Une introduction de la notion de fonction de densité prenant appui sur l’histogramme

Si l’on regarde les activités d’introduction des manuels de terminale S (édition 2012) du chapitre sur les lois à densité, cinq manuels proposent un passage par l’histogramme pour introduire la courbe de densité de probabilités3. Cependant, beaucoup d’erreurs mathématiques sont présentes, notamment à nouveau sur la notion d’histogramme. De plus, aucune réelle réflexion sur la fonction (appelée ensuite fonction de densité) n’est attendue des élèves (la courbe est déjà tracée). Le travail est très guidé et finalement les propriétés qui caractérisent une fonction de densité sont imposées aux élèves.

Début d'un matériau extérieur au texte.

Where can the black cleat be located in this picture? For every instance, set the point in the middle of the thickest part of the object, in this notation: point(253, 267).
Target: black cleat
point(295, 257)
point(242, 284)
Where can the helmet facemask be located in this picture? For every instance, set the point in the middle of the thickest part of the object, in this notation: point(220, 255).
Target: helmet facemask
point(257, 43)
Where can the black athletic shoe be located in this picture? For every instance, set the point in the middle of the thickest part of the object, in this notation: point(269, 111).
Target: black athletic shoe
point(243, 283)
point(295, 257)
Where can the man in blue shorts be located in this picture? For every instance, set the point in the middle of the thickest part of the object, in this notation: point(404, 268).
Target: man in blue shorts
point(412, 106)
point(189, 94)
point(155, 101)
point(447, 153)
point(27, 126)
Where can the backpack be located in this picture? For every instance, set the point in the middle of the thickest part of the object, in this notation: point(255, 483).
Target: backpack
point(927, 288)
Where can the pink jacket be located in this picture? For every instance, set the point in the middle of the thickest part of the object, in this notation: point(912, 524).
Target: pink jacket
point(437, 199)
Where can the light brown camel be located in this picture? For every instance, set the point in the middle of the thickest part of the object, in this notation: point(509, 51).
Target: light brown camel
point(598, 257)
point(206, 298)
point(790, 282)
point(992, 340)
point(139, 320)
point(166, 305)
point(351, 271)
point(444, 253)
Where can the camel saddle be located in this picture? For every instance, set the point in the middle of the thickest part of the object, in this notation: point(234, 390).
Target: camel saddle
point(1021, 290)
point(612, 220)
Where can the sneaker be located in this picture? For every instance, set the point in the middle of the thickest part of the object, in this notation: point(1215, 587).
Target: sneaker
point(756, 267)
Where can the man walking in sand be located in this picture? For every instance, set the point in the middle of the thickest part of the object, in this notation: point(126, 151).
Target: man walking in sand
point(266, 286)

L’idée dans la proposition présentée ci-dessous est que les élèves construisent et donnent réellement du sens à la notion de fonction de densité et donc que les différentes propriétés de la fonction de densité émergent de la situation.

Je présenterai ici seulement le premier des deux problèmes d’introduction de la notion de fonction de densité conçus en collaboration avec une enseignante. Je donnerai aussi des éléments du déroulement effectif dans sa classe de terminale S d’un lycée parisien (en 2015).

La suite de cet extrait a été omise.